The answer is – surprisingly – a no, followed by a YES! Flow battery technology faces many challenges, but there’s also real hope. That classic “sandwich” stack design? It’s not the only way. The flow channels? They don’t have to remain the same. Even the charging method doesn’t need to be just like lithium-ion batteries.

We can rethink the stack entirely; no more relying on hopes and dreams for perfect seals! But, it takes deep design expertise. The current layout exists simply because it’s straightforward and efficient for small-scale R&D, good enough to pump out some academic publications, not because it’s the only way of designing flow batteries. The design of truly usable flow battery stacks requires a multidisciplinary approach, relying on insights from fluid dynamics, materials science, electrochemistry, and even computational chemistry. And charging them? That in itself is a control engineering and power electronics challenge.

At Flowbat, we believe the path forward lies in bold redesigns. With the right team, there’s massive room for improvement, and we’re ready to reshape how the world sees flow batteries once and for all.

The Flowbat way

High performance battery management system (BMS)

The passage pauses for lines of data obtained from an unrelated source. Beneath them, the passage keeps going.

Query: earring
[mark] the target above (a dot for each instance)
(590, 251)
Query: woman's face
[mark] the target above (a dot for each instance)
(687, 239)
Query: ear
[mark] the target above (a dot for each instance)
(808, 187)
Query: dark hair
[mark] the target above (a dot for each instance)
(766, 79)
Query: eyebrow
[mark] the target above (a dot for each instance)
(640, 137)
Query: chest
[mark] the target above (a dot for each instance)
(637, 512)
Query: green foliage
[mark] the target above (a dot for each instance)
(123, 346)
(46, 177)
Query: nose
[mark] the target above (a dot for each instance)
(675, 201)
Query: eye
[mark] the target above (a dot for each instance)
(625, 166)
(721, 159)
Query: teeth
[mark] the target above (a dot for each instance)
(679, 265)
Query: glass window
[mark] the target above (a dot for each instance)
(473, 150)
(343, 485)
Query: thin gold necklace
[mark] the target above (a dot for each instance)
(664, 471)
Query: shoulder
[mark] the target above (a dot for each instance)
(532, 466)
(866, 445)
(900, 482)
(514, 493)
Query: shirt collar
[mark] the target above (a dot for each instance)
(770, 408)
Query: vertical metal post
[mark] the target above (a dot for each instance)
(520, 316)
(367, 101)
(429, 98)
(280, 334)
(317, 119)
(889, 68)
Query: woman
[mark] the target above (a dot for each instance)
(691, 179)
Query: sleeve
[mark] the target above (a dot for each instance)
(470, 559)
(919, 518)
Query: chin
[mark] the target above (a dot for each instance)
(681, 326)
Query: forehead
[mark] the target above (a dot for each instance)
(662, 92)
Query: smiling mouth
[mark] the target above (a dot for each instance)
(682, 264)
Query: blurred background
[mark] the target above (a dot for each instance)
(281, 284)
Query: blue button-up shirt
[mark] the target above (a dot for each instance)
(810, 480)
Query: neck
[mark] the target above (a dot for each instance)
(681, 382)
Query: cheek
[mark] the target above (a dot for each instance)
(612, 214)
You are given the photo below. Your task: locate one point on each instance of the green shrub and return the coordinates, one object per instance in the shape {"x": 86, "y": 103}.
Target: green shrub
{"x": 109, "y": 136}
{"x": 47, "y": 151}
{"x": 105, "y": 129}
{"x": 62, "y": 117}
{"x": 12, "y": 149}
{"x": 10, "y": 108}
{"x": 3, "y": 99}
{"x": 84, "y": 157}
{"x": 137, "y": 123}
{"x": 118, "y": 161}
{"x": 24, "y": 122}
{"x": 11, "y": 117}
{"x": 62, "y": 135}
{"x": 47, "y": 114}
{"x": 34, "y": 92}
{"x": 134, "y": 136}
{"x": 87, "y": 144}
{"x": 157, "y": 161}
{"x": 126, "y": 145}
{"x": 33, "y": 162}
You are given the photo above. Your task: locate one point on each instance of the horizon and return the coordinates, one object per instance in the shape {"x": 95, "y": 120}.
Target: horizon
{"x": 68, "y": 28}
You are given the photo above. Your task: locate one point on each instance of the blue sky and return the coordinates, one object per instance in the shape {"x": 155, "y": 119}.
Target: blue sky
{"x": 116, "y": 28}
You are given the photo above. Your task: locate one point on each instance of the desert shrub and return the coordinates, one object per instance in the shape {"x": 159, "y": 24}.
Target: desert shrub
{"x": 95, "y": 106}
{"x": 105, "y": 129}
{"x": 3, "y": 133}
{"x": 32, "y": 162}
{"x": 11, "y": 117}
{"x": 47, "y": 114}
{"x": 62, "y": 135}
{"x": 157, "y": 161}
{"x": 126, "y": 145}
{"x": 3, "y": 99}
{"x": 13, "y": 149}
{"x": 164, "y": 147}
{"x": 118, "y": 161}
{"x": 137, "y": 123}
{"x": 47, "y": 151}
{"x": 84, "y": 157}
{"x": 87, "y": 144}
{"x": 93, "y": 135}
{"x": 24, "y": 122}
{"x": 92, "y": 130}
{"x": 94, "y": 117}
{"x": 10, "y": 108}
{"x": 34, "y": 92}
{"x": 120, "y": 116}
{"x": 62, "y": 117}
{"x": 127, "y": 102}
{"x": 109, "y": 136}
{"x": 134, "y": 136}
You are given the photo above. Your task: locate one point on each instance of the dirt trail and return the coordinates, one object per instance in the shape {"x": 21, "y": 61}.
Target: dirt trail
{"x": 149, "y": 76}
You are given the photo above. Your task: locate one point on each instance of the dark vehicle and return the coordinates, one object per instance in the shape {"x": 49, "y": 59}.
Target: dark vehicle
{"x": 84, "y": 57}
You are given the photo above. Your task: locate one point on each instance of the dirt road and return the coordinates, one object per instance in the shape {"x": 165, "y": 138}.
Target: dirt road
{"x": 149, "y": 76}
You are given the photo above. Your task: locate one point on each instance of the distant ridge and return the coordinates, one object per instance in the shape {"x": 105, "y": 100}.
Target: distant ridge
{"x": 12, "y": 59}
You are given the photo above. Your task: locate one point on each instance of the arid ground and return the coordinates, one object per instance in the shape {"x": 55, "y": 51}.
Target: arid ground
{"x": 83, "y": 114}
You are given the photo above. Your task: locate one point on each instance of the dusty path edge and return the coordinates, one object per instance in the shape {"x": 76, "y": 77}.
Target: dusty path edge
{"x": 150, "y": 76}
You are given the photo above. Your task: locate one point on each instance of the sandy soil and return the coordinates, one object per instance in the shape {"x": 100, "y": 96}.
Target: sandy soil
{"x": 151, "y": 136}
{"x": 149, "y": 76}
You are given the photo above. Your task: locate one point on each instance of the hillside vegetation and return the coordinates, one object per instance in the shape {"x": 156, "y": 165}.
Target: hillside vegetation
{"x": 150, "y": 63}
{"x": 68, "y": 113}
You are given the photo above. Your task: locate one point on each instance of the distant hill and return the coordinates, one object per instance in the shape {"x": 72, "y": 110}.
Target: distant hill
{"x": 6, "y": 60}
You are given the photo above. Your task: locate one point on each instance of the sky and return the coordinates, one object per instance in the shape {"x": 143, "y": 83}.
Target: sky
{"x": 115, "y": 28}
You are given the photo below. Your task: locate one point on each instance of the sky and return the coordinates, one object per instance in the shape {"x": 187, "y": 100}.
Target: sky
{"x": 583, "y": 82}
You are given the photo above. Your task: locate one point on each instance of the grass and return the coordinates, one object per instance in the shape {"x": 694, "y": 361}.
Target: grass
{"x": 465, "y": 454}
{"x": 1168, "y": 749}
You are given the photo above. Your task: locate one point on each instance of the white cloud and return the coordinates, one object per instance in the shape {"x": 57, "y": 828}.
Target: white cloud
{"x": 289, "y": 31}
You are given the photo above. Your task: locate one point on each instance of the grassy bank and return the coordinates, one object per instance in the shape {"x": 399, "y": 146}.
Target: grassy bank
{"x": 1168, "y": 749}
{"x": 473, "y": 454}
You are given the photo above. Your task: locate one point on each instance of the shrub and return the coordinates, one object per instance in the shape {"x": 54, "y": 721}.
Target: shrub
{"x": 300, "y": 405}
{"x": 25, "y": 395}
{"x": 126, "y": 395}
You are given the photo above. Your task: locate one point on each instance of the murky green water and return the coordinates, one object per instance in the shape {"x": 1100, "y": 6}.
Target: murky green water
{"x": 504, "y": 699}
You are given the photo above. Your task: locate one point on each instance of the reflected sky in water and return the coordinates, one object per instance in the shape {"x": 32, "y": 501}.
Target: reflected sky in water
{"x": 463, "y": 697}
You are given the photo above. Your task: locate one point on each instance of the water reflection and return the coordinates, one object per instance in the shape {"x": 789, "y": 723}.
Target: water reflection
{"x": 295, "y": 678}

The BMS for a flow battery should be tailored to its internal mechanics and the nature of the chemical reactions occurring within it, instead of being the exact same as other BMS’. A specialised high-speed charging algorithm will be developed to significantly reduce parasitic reactions.

Radical stack design

A stack is not very useful if it leaks. We will introduce a HDPE bottled design to reduce stack weight and eliminate electrolyte leakage. This will incur an efficiency penalty, which will be alleviated through Computational Fluid Dynamics (CFD) simulation with shape optimisation.

Flow channel optimisation

Shape optimisation with computational fluid dynamics isn’t common in flow battery design, and using multi-scale simulations to guide it is even rarer. But these tools let us rethink the entire flow field, designing it to control zinc metal plating and fine-tune reaction speeds. It’s a game-changer – like what dimples did for golf balls, we’re doing for flow batteries!